Monster Gauntlet
Instead, you want to throw them something to grab on to and pull them to the safety.
    With all of the thrashing, splashing, and yelling, I wasn’t sure what I was seeing. Marine didn’t look like he was trying to help Clea stay on him. In fact, it was the opposite. He was trying to shake her off. And Clea didn’t look terrified. In the flashes of action I saw between splashes, she almost looked happy ... wickedly happy.
    The two went down.
     The girl on the cross was screaming.
    “Marine!”
    I pointed my gun but didn’t have a target. The two disappeared beneath the dark water. Seconds passed painfully. Then the pair burst from the surface, still bonded, clinging, and thrashing like lovers. Marine gasped for air. Clea was not letting go, and she wasn’t just clinging to him. Her hair and skin seemed to be sticking to him.
    In a stroke of genius (or luck), Marine shuffled out of his jacket, breaking his bond with the woman-thing.
    He staggered to shore. When the water fell below waist-level, I could see he was bleeding. He lurched straight towards me.
    “Get out the way!” I yelled. I couldn’t get a shot off with him in the way. Seeing him reach for me, my priorities shifted. I stashed the gun and went to him.
    I reached Marine in knee-high water. He practically fell on me. Although he wasn’t a big guy, he almost knocked me over with his weight. Like soldiers on a battlefield, I half-carried him to shore. We only had to slosh a few meters, but I wouldn’t feel safe until we were far from the water.
    When we were on the rocky beach, I let him down (by the cross) and whipped around, expecting to see the creature right behind us, grabbing at my ankles.
     But she was gone. The surface of the water was calm, as if nothing had happened.
    Then I saw it. About ten meters out, something broke the surface of the loch. It popped out several centimeters and stayed still, looking almost like a rock. Only it wasn’t a rock. It was Clea. The top of her head and her eyes rose above the surface, while her nose, mouth, and the rest of her remained beneath. She had no need to come up for air. She stared at us with those vacant blue eyes. They had no emotional expression. As far as I could see, she hadn’t transformed into anything hideous. She was still a pale, dark-haired, blue-eyed woman ... who was naked, breathing underwater, and living in a cold, dark Scottish loch. There was something very, very wrong with that.

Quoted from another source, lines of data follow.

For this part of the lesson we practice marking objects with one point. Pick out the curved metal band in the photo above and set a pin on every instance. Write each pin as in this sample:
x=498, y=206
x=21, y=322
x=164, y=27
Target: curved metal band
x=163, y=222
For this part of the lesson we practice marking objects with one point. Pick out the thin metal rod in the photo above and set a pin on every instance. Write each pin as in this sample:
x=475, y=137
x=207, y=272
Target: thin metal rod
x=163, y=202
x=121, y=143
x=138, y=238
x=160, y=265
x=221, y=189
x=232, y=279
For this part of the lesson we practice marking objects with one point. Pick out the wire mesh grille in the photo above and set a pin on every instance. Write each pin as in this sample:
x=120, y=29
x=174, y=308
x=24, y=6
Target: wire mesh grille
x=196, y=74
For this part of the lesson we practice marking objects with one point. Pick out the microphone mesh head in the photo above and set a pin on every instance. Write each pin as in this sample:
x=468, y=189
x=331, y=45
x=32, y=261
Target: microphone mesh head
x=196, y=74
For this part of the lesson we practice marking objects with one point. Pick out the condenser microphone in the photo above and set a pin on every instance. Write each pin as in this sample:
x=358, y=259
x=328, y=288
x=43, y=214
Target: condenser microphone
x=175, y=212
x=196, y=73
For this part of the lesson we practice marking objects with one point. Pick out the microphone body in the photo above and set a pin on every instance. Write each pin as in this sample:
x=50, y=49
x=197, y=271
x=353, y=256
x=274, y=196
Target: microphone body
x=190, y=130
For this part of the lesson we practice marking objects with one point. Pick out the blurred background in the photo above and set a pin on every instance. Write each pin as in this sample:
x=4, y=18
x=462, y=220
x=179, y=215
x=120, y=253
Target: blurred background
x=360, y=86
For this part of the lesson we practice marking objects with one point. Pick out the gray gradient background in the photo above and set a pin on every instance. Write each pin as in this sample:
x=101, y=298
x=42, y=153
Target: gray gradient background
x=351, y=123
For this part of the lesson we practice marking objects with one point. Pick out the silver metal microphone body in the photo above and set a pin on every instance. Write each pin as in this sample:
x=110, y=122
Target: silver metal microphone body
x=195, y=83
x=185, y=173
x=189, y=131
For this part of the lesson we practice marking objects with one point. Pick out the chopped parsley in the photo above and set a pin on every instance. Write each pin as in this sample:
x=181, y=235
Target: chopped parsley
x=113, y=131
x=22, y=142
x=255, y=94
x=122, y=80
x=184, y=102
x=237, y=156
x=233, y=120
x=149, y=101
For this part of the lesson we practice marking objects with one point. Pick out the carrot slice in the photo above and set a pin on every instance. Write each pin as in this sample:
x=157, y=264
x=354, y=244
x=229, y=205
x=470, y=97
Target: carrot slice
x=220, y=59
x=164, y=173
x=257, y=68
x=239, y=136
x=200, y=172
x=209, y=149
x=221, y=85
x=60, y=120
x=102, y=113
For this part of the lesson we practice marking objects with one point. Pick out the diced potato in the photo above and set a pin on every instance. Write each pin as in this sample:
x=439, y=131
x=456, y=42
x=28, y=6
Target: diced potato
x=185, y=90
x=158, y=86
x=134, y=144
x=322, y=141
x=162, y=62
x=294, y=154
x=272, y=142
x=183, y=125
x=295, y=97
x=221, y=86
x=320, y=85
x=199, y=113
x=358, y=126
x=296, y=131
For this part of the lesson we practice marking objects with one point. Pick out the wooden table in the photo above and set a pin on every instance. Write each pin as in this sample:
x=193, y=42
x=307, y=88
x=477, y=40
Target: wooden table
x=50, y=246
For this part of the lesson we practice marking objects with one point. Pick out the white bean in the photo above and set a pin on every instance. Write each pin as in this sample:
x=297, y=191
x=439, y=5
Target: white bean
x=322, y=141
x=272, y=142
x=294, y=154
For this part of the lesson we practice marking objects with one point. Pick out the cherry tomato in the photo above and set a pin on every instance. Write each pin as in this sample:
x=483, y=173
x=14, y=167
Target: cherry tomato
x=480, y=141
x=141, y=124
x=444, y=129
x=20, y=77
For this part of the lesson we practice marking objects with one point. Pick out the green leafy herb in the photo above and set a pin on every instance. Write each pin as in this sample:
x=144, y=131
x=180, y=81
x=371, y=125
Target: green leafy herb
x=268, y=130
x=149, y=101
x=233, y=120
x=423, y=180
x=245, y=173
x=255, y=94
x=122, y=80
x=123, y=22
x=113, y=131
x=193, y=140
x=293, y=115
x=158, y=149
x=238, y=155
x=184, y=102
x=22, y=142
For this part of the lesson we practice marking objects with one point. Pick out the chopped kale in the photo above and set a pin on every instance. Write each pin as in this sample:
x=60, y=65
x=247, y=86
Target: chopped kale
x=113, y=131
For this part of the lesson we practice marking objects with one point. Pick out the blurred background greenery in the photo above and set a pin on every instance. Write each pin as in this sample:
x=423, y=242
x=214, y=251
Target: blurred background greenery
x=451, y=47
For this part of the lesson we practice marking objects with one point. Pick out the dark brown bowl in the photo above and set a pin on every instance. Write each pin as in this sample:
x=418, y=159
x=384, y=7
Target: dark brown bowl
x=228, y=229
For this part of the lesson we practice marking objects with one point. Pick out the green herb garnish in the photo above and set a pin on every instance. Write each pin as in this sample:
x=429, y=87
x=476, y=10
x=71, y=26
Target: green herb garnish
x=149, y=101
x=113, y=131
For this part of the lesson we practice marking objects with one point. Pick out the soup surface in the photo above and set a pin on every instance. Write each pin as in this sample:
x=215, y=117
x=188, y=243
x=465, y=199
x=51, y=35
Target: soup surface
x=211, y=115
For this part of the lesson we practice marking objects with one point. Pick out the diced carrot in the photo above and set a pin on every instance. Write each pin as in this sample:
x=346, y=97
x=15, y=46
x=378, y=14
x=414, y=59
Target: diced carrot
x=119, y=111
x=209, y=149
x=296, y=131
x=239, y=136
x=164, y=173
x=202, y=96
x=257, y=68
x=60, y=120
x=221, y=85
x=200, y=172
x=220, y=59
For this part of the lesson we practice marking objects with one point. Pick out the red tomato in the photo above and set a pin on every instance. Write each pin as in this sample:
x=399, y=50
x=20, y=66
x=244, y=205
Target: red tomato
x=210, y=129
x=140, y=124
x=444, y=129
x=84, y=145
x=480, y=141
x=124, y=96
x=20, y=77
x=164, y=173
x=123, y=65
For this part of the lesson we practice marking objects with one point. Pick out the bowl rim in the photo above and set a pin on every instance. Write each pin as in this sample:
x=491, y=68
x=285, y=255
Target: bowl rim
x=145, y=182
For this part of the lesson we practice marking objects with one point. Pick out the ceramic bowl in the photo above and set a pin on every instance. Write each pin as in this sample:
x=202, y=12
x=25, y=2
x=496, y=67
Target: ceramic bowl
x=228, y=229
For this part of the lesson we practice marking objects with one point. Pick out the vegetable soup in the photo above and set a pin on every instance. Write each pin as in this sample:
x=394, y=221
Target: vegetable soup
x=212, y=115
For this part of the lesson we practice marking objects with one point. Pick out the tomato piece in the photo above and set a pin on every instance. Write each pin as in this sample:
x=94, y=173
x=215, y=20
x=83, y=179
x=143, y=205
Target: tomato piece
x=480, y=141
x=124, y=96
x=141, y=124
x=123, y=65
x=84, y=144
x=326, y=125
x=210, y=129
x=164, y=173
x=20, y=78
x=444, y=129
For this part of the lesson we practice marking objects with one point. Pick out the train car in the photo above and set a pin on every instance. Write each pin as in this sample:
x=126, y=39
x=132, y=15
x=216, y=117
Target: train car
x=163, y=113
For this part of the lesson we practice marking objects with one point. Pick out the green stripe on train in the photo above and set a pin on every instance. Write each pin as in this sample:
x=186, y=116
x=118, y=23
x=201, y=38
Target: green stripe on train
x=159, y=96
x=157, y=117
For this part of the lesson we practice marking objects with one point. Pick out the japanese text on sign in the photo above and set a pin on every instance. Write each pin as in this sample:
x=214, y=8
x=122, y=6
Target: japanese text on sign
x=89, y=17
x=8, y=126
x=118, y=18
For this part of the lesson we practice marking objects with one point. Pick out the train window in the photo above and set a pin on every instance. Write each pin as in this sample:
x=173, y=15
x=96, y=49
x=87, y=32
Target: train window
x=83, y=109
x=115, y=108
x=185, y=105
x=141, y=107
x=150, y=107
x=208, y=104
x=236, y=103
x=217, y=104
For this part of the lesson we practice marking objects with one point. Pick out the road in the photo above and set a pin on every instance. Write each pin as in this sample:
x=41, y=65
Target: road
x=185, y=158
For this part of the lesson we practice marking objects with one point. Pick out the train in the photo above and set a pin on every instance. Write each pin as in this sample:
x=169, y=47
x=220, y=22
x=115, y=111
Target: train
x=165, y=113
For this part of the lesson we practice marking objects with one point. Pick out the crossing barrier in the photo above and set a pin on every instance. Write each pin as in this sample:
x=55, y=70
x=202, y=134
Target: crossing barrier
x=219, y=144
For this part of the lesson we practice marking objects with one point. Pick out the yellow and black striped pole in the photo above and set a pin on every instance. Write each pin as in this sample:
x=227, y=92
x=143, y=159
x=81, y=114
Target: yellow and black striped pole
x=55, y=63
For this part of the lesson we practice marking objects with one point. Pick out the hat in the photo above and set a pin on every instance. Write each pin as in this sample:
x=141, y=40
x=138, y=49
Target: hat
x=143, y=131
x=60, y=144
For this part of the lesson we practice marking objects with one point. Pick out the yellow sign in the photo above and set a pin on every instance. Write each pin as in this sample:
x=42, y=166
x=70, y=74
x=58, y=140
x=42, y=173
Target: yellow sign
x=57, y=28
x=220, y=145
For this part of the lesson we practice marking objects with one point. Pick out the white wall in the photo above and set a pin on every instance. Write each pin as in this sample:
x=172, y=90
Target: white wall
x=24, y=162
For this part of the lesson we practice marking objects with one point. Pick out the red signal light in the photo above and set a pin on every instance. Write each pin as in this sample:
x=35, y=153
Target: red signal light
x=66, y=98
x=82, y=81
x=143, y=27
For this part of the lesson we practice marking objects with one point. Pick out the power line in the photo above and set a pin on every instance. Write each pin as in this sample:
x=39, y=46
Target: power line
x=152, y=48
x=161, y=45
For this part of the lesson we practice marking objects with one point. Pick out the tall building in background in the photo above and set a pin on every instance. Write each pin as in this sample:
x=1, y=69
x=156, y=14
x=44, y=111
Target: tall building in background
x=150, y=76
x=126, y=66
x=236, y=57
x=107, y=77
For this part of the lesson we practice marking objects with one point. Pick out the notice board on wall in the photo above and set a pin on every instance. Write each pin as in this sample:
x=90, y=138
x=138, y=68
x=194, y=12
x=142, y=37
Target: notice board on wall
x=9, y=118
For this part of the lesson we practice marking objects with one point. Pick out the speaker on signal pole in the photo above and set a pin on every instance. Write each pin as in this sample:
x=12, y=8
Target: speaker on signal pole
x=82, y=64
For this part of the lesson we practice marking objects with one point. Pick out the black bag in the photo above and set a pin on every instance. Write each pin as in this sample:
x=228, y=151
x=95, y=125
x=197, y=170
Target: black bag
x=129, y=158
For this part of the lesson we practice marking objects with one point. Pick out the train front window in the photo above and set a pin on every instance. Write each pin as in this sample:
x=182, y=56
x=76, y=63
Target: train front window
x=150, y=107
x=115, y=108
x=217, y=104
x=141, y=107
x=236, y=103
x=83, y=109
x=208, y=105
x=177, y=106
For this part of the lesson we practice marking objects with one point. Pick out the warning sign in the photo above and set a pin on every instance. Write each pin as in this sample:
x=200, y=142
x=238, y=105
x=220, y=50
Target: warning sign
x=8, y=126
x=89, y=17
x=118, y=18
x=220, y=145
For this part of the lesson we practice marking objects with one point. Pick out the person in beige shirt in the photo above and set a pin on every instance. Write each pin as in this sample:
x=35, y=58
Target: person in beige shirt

    I pointed my pistol with a shaky hand and fired at the thing. A small splash rippled the water near her head, but the she-creature didn’t move. Her eyes just blinked like those of an alligator peering over the surface.

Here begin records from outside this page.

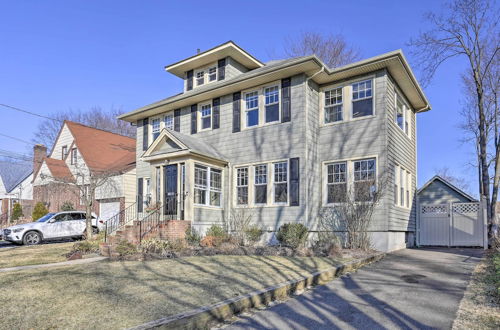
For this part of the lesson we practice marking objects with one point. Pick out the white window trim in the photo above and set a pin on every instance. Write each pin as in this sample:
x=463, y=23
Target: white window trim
x=207, y=197
x=199, y=117
x=251, y=184
x=346, y=101
x=262, y=106
x=349, y=177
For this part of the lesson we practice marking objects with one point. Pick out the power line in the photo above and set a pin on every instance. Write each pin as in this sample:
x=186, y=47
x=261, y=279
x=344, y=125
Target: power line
x=17, y=139
x=29, y=112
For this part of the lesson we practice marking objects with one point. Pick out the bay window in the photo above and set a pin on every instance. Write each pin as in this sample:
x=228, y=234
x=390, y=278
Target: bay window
x=242, y=186
x=362, y=99
x=281, y=182
x=336, y=190
x=252, y=108
x=272, y=105
x=333, y=105
x=207, y=186
x=260, y=184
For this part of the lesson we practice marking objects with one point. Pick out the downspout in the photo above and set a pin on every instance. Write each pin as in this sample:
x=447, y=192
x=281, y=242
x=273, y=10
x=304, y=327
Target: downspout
x=307, y=206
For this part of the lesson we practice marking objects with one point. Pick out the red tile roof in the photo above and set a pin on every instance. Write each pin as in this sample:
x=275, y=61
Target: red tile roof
x=103, y=151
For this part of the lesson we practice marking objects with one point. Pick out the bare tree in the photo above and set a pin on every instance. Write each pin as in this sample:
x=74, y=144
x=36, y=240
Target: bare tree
x=455, y=180
x=83, y=184
x=350, y=216
x=332, y=49
x=96, y=117
x=469, y=29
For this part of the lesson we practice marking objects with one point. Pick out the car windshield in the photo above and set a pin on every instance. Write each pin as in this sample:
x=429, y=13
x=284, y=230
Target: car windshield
x=45, y=217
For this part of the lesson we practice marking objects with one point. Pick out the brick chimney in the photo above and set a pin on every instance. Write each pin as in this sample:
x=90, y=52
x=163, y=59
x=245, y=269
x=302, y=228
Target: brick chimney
x=39, y=153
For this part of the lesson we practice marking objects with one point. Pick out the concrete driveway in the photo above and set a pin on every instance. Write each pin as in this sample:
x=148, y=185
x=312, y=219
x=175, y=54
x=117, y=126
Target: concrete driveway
x=408, y=289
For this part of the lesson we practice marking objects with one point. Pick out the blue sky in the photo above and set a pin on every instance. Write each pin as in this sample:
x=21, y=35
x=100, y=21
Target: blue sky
x=60, y=55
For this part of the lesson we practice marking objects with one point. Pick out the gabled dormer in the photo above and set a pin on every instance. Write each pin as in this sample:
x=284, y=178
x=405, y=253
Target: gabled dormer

    My mind kept conjuring new nightmares. Maybe she knew that I had little chance of hitting her at this distance. Or maybe the animal part of her brain had taken over and she didn’t know or care about the danger of guns. Or maybe she didn’t care because bullets couldn’t hurt her.
    Just as I was feeling the fatalistic, Marine, with a sudden surge of effort, managed to get to his feet and throw a rock. It splashed loudly, and was large enough to make the monster move slightly. The attack was a nice try. The rock landed close to the creature, but like with my wasted bullet, a near-miss was still a miss.
    Marine stumbled slightly, but somehow stayed on his feet. I looked at his face as he stared out at the lake. I saw his fear building and turned my head to look, somehow knowing what I would see. The water monster was moving closer.
    Suddenly, an explosion of water burst into the air like the hand of a sea god reaching for something in the sky. The force knocked Marine and me to the ground. The woman in the water was blasted in half, with the top of her body going in one direction and the bottom in another. Gore rained down on the lake, and the dark water consumed all. Like a willing accomplice, the loch covered up the evidence, remained quiet, and feigned innocence.